This repository hosts the materials of the Reinforcement Learning II workshop of the AI Service Center Berlin Brandenburg. In part two of this workshop series, we use a simple illustrative example, such as managing an energy storage system, to demonstrate the step-by-step process of translating a given task into a RL setup.
You have a home battery. Electricity prices vary throughout the day: cheap at night when demand is low, expensive during evening peaks. Your household has energy demands that must be met at all times.
Without a battery, you simply buy electricity from the grid at whatever the current price is. With a battery, you have a choice: charge when electricity is cheap, and discharge when it's expensive. The question is: when exactly should you charge, how much, and when should you discharge?
Prices and consumption patterns are noisy, partially predictable, but its dynamics are unknown. It is unclear what the optimal policy is. This makes it a fit for reinforcement learning: an agent can learn an optimal strategy through trial and error.
This environment is intentionally kept simple as a teaching example for RL environment design. Simplifications like 100% charging efficiency, no grid sell-back, and synthetic data let you focus on the core RL concepts (observation/action/reward formulation) without getting lost in domain complexity.
In Level 1, we assume a perfect battery: 100% charging efficiency and no battery degradation over time. In Level 2, we introduce a degradation mechanic: the battery loses health when charged too aggressively or when the state of charge is too low or too high. This creates a trade-off for the optimal policy: reduce energy costs now but damage the battery, or operate more conservatively to preserve its long-term health.
- 10 years of synthetic hourly data — electricity prices and household load with daily/weekly patterns
- Gymnasium-compatible environment — battery storage simulation following the gymnasium API
- 5 guided Jupyter notebooks - core of the workshop
- Baseline comparisons — heuristic, linear programming (LP), and model predictive control (MPC)

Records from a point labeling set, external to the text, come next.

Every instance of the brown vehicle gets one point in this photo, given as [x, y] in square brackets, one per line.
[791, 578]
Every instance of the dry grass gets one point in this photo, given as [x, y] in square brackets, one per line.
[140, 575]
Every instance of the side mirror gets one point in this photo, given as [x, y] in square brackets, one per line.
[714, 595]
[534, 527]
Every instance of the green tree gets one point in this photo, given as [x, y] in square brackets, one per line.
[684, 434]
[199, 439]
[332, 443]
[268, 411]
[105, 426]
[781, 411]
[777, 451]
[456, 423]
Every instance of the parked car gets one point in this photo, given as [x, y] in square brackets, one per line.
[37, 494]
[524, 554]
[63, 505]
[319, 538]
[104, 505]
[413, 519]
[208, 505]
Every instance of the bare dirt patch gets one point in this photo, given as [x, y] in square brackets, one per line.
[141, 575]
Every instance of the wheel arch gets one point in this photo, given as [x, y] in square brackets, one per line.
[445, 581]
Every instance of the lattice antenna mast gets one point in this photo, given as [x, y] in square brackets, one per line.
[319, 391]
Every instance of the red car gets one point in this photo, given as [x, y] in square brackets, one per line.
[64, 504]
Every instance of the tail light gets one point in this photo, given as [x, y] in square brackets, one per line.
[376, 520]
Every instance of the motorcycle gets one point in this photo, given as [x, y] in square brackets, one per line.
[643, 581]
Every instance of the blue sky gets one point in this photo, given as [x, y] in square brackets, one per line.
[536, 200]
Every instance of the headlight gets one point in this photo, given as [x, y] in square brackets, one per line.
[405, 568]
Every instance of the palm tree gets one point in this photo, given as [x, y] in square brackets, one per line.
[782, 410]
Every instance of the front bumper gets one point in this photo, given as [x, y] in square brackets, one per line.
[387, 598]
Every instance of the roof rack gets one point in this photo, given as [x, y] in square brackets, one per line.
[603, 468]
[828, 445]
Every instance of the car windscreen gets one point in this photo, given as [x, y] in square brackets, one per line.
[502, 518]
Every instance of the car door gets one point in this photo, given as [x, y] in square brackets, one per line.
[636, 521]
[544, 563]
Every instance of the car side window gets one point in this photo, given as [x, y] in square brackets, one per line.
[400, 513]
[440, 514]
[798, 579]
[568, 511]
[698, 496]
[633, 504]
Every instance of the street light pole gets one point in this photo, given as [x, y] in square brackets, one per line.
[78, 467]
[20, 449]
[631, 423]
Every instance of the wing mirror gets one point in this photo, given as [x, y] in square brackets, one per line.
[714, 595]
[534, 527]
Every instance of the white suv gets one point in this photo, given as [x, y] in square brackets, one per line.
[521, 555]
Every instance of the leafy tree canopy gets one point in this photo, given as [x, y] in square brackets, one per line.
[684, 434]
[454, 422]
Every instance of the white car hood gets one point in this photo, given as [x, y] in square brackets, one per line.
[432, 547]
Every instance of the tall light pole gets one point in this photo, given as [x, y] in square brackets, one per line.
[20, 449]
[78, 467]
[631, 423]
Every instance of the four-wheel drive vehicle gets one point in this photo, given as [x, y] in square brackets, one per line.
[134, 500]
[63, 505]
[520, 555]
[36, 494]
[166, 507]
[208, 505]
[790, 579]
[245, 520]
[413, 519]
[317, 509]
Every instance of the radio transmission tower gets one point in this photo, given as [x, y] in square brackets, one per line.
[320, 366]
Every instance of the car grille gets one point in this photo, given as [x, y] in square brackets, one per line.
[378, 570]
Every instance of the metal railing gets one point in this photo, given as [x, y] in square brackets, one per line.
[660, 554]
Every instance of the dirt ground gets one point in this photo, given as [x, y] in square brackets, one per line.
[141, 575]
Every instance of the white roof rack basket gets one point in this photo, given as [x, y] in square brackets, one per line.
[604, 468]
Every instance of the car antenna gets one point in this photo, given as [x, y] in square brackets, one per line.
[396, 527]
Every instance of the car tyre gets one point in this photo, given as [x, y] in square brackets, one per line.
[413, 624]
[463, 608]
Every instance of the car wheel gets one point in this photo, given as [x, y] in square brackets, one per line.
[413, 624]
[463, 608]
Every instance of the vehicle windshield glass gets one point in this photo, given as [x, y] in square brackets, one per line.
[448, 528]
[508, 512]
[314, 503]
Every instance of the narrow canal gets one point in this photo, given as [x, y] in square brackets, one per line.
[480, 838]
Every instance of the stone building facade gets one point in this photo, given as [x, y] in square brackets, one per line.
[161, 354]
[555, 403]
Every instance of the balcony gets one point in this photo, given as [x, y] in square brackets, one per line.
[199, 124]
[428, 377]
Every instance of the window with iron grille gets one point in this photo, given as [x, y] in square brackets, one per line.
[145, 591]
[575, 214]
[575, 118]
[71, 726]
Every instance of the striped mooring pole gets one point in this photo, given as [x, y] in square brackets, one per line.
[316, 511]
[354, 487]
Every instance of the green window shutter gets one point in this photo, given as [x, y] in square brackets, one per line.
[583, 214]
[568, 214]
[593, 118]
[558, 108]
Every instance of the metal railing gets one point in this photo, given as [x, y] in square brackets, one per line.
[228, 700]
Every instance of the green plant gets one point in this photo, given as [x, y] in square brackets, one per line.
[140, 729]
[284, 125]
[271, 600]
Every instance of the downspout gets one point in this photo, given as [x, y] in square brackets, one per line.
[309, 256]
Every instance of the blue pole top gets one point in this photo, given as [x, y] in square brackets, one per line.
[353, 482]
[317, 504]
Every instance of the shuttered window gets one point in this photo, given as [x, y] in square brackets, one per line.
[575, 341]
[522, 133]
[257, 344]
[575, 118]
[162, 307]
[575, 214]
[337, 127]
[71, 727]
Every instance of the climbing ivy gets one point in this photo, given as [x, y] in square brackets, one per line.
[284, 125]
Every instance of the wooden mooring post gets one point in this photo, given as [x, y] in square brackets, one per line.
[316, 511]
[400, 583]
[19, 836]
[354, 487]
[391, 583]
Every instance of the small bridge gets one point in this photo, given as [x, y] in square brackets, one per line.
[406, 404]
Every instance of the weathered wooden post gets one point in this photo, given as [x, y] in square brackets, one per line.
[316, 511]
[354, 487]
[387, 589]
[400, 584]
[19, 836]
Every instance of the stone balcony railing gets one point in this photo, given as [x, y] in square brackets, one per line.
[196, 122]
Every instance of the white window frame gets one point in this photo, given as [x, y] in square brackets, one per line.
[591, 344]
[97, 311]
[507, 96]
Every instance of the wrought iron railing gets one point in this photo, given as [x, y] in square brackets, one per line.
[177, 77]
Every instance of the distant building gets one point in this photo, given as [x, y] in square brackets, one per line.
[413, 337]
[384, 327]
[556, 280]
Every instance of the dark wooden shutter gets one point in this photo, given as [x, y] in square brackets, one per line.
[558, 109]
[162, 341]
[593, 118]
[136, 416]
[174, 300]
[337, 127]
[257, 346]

- RL training — PPO and SAC agents via Stable-Baselines3
- Python >= 3.10
- uv (Python package manager)
- VS Code with the Jupyter extension (recommended)
-
Clone the repository:
git clone https://github.com/aihpi/workshop-rl2-implementation.git cd workshop-rl2-implementation -
Install dependencies:
uv sync
-
Open the project in VS Code and start with the first notebook:
01_workshop/notebooks/00_explore_data.ipynb
Work through the notebooks in order:
| # | Notebook | Description |
|---|---|---|
| 0 | 00_explore_data |
Familiarize yourself with the data |
| 1 | 01_design_heuristic_policy |
Design a simple rule-based charging policy |
| 2 | 02_implement_environment |
Implement the 4 core methods of the environment |
| 3 | 03_train_rl_without_battery_degradation |
Train PPO/SAC agents and compare against baselines |
| 4 | 04_train_rl_with_battery_degradation |
Extend the environment with battery health modeling |
├── 01_workshop/ Workshop materials
│ ├── envs/battery_env.py Skeleton environment (you implement this!)
│ ├── notebooks/ Guided Jupyter notebooks (00–04)

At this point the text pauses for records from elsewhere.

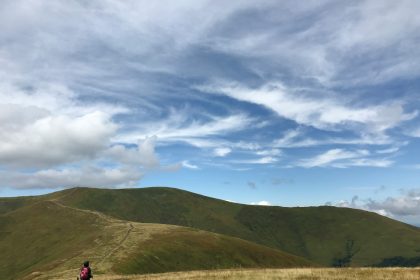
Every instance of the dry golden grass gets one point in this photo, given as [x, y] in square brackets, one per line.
[282, 274]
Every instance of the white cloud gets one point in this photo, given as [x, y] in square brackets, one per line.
[342, 158]
[405, 207]
[222, 152]
[179, 128]
[143, 155]
[189, 165]
[262, 160]
[322, 112]
[262, 203]
[89, 176]
[408, 204]
[49, 140]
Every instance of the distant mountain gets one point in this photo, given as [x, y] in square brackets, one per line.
[40, 238]
[325, 235]
[63, 223]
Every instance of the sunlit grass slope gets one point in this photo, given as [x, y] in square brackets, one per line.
[320, 234]
[46, 238]
[282, 274]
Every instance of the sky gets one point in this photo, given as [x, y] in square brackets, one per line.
[289, 103]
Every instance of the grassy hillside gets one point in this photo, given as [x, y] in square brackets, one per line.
[45, 238]
[324, 235]
[280, 274]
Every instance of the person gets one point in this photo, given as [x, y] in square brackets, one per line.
[85, 271]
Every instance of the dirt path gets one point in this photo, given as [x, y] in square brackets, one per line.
[107, 255]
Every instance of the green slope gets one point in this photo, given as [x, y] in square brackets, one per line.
[320, 234]
[44, 238]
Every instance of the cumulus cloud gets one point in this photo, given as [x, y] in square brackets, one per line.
[88, 176]
[189, 165]
[221, 152]
[50, 140]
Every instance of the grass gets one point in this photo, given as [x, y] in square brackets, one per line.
[47, 238]
[319, 234]
[281, 274]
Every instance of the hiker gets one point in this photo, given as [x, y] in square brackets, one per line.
[85, 271]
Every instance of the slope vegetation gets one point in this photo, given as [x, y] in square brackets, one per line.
[45, 239]
[325, 235]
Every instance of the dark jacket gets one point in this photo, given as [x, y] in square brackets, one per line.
[89, 271]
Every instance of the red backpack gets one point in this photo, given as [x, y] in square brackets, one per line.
[84, 273]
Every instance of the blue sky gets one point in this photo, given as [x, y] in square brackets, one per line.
[267, 102]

│ └── utils.py Helper functions
├── 02_solutions/ Reference implementations (don't peek!)
├── 03_data/ Synthetic dataset (10 years, 87,600 hours)
├── scripts/ Data generation script
└── tests/ Test suite for the environment
| Parameter | Value | Notes |
|---|---|---|
| Capacity | 10.0 kWh | Maximum energy the battery can store |
| Max charge rate | 2.5 kW | Maximum power in/out per hour |
| Efficiency | 100% | No energy losses (kept simple for teaching) |
| Initial SoC | Random | Each episode starts with a random charge level |
Observation (5 + 2 × forecast_horizon values, all normalized to [0, 1]):
| Component | Description |
|---|---|
| State of Charge | How full is the battery? |
| Battery Health | Current health level (for degradation) |
| Hour of Day | Time of day (0 = midnight, 0.5 = noon) |
| Current Price | Electricity price this hour |
| Current Load | Household consumption this hour |
| Forecasts | Noisy price and load forecasts for the next hours |
Action: A single continuous value in [-1, 1]
- -1 = discharge at maximum rate
- 0 = do nothing
- +1 = charge at maximum rate
Reward: The negative electricity cost this hour. The agent minimizes costs by learning when to charge (cheap hours) and discharge (expensive hours).
Open 01_workshop/envs/battery_env.py. The skeleton provides all the infrastructure — you implement 4 methods:
_calculate_reward— Compute the electricity cost for one time step_get_obs— Assemble the observation vectorreset— Initialize a new episodestep— Execute one time step (the main RL loop)
Verify your implementation with the test suite:
uv run pytest tests/ -vAfterwards you can continue with notebooks 03 and 04.
This project is licensed under the MIT License — see LICENSE for details.
The AI Service Centre Berlin Brandenburg is funded by the Federal Ministry of Research, Technology and Space under the funding code 01IS22092.